Surveyed advertised features/requirements of several major hypervisors and cloud orchestration tools, and added this information into a master spreadsheet
Set up mini-GDC architecture in the lab with new HP servers and Iomega NAS. We are using this new hardware to repeat measurements taken on some older hardware we had available in the lab over the summer.
Set up a similar rack of servers in one of the labs in CAMP which can, in part, be used for testing cross-campus migration
Resolved the problem of being able to tune network bandwidth by using Netgear managed switch
Improved GDC testbed to be compatible with all kinds of virtualization by removing dependencies on using the hypervisor or host OS for monitoring
Captured a substantial amount of additional data on live migration with KVM (both memory migration and storage migration) using existing (older) hardware in our lab with VMware (both memory migration and storage migration)
Assembled models for using GDC beyond virtual machine migration including rolling queries converging to a final answer

Hardware Description

We purchased two HP servers with two AMD Opteron 6220 8-core 3.0G CPUs and 64G memory.
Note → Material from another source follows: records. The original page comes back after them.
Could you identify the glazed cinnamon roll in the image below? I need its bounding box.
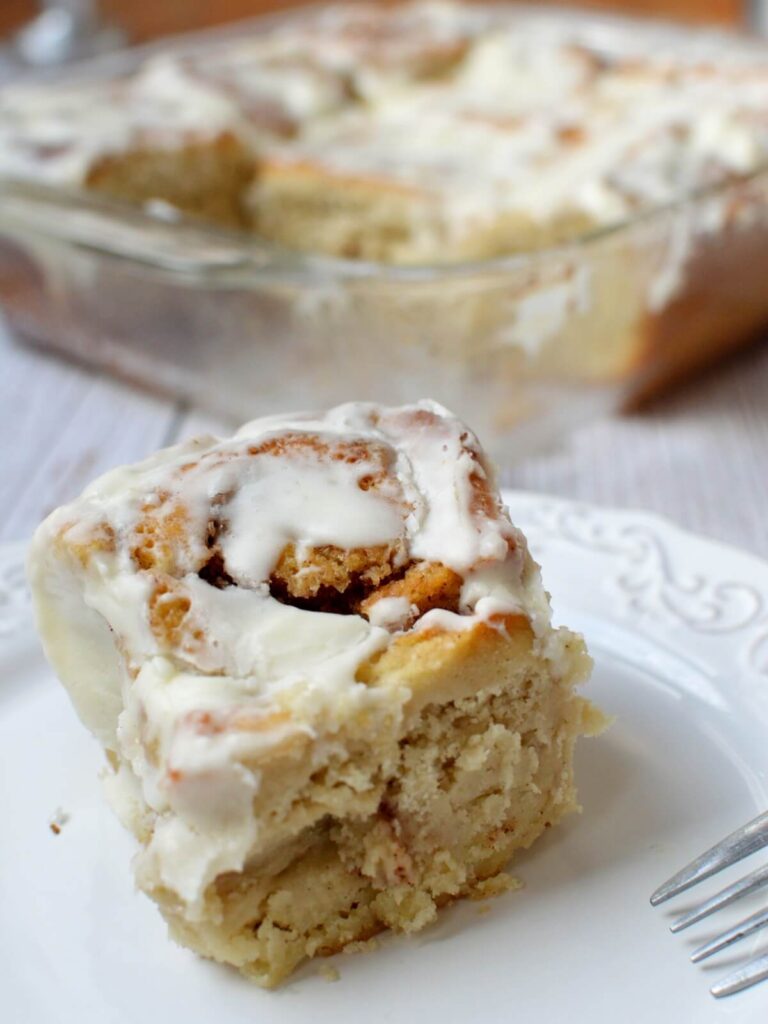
[30,401,600,985]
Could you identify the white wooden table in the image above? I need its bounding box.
[0,325,768,557]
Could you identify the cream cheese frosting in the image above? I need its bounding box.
[30,401,558,914]
[0,3,768,234]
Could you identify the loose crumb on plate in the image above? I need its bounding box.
[48,807,70,836]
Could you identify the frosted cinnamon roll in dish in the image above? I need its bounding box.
[30,401,601,986]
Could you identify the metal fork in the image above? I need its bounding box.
[650,812,768,998]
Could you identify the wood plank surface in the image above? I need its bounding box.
[0,0,748,42]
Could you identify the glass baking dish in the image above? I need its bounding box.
[0,4,768,462]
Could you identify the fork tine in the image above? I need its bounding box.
[650,811,768,906]
[670,864,768,932]
[710,953,768,999]
[690,909,768,964]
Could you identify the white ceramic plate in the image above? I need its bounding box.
[0,495,768,1024]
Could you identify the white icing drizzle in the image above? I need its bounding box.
[30,401,557,915]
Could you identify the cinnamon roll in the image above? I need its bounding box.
[30,401,601,986]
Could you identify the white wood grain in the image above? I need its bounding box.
[509,343,768,556]
[0,319,768,557]
[0,330,175,541]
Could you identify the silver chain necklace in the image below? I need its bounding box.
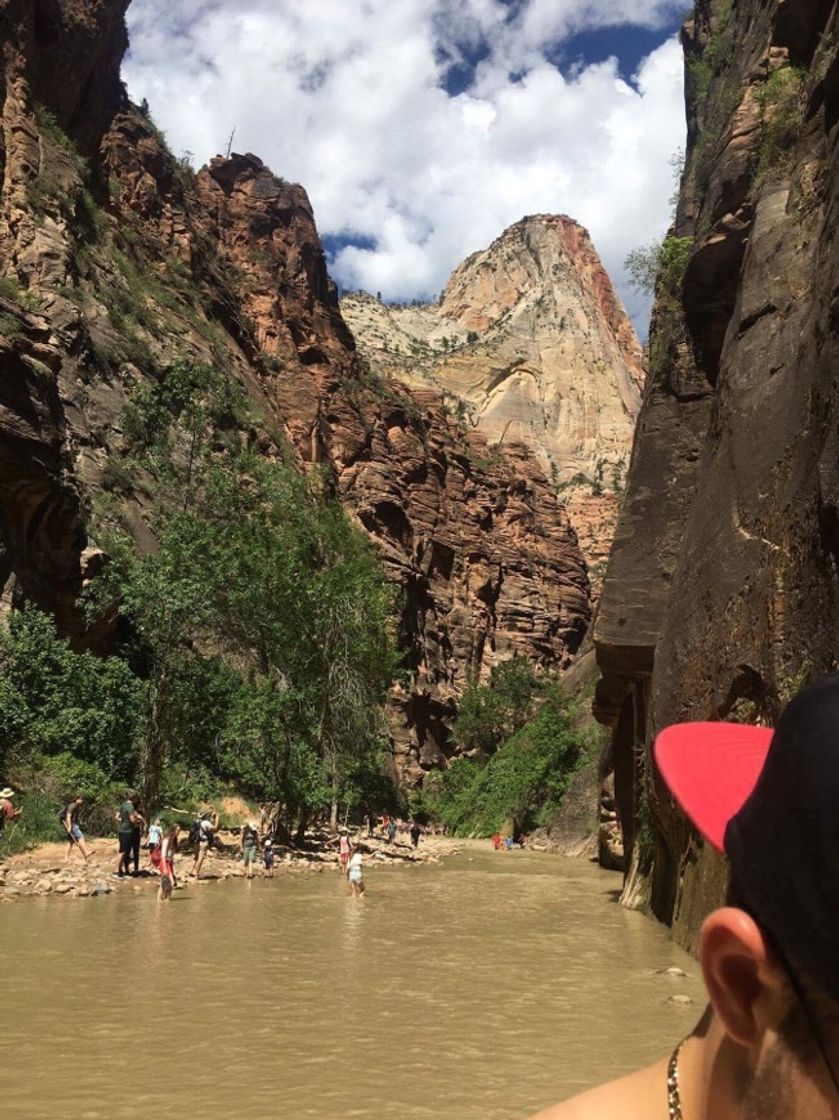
[668,1042,684,1120]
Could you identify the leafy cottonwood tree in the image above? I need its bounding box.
[92,365,397,832]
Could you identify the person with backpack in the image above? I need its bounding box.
[146,816,164,875]
[0,785,22,855]
[58,793,91,864]
[189,811,218,879]
[112,795,140,879]
[125,794,148,877]
[242,821,259,879]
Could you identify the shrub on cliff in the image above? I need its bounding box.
[451,656,541,755]
[0,607,142,792]
[753,66,808,189]
[420,684,599,836]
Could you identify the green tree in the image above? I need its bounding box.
[0,606,145,781]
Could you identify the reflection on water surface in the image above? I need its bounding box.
[0,848,701,1120]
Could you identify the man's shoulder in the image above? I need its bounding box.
[531,1062,668,1120]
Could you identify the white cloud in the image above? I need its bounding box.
[123,0,684,330]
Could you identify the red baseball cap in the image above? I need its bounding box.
[655,673,839,1001]
[655,724,773,851]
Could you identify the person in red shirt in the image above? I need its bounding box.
[0,785,24,840]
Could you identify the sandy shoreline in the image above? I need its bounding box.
[0,830,464,903]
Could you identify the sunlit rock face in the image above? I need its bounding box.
[595,0,839,945]
[0,0,590,784]
[342,214,644,588]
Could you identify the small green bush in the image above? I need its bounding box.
[0,315,24,343]
[753,66,808,188]
[102,455,134,494]
[421,684,602,836]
These specifications are a better match for modern datacenter hardware than the older hardware we used over the summer. We install the virtualization hypervisor under test on each server installed Virtualization hypervisor to host VMs. Each site is also equipped with an 8-Terabyte Network Attached Storage (NAS) which will host VM images on RAID 10. Together a HP server and a NAS represent a small GDC in our prototype. Customer services are hosted in VM and can be relocated or migrated across the servers. The picture below is taken in Clarkson Computer Lab and thanks to them for allowing us to host our GDC project in their server room.

Current GDC computing setup

At the same time, we also have two auxiliary machines to accomplish the test. The GDB workload controller or monitor machine mentioned above is an IBM eServer xSeries345 installed with Ubuntu. It is responsible for starting the migration, measuring the migration time and downtime. When testing VMware, we also use an additional machine to run VMware vCenter which is required to manage the VMware ESX servers. In this case, the workload controller will contact vCenter and ask vCenter to start the live migration. For these two additional machines, we were able to repurpose some exsting machine in the lab.